[From a National Wind Watch flyer of the same name; click here for part 2]
Industrial wind promoters claim their machines produce on average 30-40% of their rated capacity. For example, a 400-ft-high 2-megawatt (2,000-kilowatt) turbine assembly would produce an average of 600-800 kilowatts over a year.
The actual experience of industrial wind power in the U.S., however, as reported to the federal Energy Information Agency, is that it produces only about 25% of its capacity, or 500 kilowatts.
It will produce at or above that average rate only a third of the time. It will generate nothing at all (yet draw power from the grid) another third of the time.

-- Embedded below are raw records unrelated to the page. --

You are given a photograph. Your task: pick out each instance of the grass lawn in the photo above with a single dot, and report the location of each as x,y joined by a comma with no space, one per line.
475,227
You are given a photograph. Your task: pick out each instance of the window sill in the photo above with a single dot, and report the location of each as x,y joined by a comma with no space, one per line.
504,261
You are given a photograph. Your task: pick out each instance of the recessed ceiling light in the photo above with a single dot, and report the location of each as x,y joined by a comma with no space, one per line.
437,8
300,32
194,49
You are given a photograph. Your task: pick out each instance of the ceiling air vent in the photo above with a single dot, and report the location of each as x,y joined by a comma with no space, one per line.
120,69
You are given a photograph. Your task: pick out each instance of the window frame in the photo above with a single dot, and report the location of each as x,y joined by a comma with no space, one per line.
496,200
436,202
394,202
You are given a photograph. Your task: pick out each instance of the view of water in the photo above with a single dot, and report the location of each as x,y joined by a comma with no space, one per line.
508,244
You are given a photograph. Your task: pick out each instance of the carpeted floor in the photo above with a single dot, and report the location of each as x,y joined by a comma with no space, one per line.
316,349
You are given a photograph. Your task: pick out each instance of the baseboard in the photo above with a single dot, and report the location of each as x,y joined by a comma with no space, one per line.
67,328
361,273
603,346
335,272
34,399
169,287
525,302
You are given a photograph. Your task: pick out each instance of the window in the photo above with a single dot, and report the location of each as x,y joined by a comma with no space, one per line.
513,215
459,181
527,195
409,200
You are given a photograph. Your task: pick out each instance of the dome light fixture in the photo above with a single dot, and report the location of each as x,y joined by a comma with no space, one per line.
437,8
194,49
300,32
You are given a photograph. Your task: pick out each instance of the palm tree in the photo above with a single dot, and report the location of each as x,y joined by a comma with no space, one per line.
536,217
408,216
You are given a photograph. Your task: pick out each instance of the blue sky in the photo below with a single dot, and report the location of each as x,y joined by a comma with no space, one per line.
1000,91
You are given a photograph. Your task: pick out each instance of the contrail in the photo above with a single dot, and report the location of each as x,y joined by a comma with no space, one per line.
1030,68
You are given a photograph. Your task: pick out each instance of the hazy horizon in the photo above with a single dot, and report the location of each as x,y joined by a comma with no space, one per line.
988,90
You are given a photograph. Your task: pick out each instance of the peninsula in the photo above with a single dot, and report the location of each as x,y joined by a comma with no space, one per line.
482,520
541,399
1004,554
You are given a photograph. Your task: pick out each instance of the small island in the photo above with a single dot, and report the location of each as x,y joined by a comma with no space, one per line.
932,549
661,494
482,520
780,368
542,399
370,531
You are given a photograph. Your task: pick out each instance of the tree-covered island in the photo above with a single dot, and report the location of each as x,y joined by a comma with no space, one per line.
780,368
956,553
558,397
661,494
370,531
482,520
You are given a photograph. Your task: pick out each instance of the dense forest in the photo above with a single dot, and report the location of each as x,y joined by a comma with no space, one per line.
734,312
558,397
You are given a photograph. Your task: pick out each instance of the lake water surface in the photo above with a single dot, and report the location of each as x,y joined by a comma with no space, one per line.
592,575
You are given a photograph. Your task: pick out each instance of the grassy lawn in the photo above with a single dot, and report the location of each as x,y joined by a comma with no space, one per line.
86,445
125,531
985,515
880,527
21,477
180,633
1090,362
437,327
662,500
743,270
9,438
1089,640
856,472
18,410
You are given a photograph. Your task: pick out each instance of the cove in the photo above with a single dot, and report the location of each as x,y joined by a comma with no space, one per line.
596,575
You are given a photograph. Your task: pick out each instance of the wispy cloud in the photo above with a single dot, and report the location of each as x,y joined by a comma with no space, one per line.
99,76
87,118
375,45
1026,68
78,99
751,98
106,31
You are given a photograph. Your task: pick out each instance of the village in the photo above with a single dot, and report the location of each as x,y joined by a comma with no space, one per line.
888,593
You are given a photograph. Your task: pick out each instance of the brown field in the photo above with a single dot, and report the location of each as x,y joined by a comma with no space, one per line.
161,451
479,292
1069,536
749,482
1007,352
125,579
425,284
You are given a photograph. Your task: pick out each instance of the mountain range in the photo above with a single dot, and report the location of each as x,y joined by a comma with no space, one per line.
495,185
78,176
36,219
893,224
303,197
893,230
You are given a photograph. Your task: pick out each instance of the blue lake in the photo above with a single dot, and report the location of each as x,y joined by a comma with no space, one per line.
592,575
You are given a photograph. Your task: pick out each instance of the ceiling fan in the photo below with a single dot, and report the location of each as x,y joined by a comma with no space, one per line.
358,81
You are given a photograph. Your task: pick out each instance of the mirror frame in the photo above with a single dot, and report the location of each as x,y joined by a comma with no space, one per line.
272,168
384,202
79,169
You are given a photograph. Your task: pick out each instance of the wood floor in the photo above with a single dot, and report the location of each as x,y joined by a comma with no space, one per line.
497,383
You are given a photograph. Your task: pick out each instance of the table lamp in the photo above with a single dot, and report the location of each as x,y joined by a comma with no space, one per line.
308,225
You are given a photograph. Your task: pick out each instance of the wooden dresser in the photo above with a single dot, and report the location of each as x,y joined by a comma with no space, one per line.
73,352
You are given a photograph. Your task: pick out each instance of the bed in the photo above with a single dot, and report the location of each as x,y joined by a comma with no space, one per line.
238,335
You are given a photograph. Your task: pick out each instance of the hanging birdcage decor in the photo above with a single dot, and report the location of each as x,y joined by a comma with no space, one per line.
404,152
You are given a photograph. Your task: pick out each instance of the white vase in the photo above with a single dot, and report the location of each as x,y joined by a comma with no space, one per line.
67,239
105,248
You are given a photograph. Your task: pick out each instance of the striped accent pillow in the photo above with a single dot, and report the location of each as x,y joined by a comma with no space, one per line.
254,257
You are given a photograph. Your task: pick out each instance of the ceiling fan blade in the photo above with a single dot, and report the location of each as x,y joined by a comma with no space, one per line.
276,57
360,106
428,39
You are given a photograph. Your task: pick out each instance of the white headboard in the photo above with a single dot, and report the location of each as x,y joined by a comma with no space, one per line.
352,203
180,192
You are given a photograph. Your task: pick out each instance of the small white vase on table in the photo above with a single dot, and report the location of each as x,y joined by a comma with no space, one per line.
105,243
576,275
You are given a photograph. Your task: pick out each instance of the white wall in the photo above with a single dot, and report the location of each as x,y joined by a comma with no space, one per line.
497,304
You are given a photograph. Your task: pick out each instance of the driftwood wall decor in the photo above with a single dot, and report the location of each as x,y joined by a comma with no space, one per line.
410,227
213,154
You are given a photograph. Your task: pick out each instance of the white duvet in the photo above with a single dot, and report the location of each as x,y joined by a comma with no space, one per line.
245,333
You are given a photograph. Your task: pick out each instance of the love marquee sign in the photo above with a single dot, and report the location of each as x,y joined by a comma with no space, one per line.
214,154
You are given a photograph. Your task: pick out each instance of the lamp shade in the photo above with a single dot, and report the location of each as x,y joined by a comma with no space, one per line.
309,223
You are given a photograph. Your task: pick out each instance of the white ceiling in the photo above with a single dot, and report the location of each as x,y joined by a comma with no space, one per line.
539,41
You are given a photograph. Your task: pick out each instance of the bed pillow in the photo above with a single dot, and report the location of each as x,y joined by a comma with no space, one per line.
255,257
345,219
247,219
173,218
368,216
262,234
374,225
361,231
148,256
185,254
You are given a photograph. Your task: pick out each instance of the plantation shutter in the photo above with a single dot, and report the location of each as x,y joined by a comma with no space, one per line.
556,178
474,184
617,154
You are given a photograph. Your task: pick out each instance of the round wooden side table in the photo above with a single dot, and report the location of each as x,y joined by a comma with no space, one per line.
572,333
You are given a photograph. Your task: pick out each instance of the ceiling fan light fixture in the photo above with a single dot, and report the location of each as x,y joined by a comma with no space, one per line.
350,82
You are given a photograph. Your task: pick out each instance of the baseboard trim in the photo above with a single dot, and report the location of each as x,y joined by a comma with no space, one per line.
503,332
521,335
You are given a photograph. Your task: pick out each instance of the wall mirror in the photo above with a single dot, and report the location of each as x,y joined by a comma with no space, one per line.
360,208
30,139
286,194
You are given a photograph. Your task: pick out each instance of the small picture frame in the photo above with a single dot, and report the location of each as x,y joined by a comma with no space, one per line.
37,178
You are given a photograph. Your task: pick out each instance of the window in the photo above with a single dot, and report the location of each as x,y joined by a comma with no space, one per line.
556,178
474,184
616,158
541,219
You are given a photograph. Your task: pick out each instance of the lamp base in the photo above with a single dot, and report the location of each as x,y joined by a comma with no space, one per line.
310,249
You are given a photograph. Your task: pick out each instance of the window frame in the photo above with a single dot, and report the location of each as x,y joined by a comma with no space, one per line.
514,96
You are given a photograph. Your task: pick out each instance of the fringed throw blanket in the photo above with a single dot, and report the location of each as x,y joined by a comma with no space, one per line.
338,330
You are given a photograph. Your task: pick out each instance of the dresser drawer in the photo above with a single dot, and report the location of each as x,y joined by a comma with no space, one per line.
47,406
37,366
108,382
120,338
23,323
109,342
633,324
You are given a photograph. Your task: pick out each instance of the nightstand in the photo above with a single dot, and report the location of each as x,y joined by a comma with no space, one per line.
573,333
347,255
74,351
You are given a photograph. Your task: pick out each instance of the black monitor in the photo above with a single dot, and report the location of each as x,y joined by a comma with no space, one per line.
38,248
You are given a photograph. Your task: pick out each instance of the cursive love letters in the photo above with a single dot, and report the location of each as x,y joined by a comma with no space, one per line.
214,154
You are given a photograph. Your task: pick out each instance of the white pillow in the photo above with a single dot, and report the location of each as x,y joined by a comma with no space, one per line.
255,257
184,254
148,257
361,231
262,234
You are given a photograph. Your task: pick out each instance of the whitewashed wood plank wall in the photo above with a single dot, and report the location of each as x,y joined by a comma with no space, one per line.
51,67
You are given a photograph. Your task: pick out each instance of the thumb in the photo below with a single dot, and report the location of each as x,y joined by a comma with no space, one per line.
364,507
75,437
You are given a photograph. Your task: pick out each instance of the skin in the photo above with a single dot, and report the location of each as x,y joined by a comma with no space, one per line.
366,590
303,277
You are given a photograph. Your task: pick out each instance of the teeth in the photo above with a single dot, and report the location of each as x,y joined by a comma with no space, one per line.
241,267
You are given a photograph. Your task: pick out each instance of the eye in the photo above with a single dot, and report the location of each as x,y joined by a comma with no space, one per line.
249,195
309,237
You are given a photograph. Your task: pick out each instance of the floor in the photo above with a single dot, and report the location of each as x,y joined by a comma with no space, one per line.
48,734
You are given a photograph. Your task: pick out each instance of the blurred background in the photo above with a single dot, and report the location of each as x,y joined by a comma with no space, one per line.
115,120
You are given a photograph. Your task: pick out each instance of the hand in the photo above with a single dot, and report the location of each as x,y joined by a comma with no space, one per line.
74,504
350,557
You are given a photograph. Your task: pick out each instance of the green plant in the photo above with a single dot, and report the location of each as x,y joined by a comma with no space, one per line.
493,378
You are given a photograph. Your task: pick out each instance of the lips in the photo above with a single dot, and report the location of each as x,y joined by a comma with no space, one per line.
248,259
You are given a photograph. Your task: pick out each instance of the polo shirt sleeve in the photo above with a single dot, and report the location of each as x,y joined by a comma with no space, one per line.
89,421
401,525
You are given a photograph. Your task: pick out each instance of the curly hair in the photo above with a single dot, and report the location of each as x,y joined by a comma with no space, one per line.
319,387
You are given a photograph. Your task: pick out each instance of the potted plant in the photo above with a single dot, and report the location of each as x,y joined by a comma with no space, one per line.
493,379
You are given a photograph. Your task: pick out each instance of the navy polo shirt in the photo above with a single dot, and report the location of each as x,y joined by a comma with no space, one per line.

Because the output is highly variable and rarely correlates with demand, other sources of energy cannot be taken off line. With the extra burden of balancing the wind energy, those sources may even use more fuel (just as cars use more gas in stop-and-go city driving than in more steady highway driving).
The industry is unable to show any evidence that wind power on the grid reduces the use of other fuels.
Denmark, despite claims that wind turbines produce 20% of its electricity, has not reduced its use of other fuels because of them.
Large-scale wind power does not reduce our dependence on other fuels, does not stabilize prices, does not reduce emissions or pollution, and does not mitigate global warming.
Instead, each turbine assembly requires dozens of acres of clearance and dominates the typically rural or wild landscape where it is sited. Its extreme height, turning rotor blades, unavoidable noise and vibration, and strobe lighting night and day ensure an intrusiveness far out of proportion to its elusive contribution.
Each facility requires new transmission infrastructure and new or upgraded (strengthened, widened, and straightened) roads, further degrading the environment and fragmenting habitats.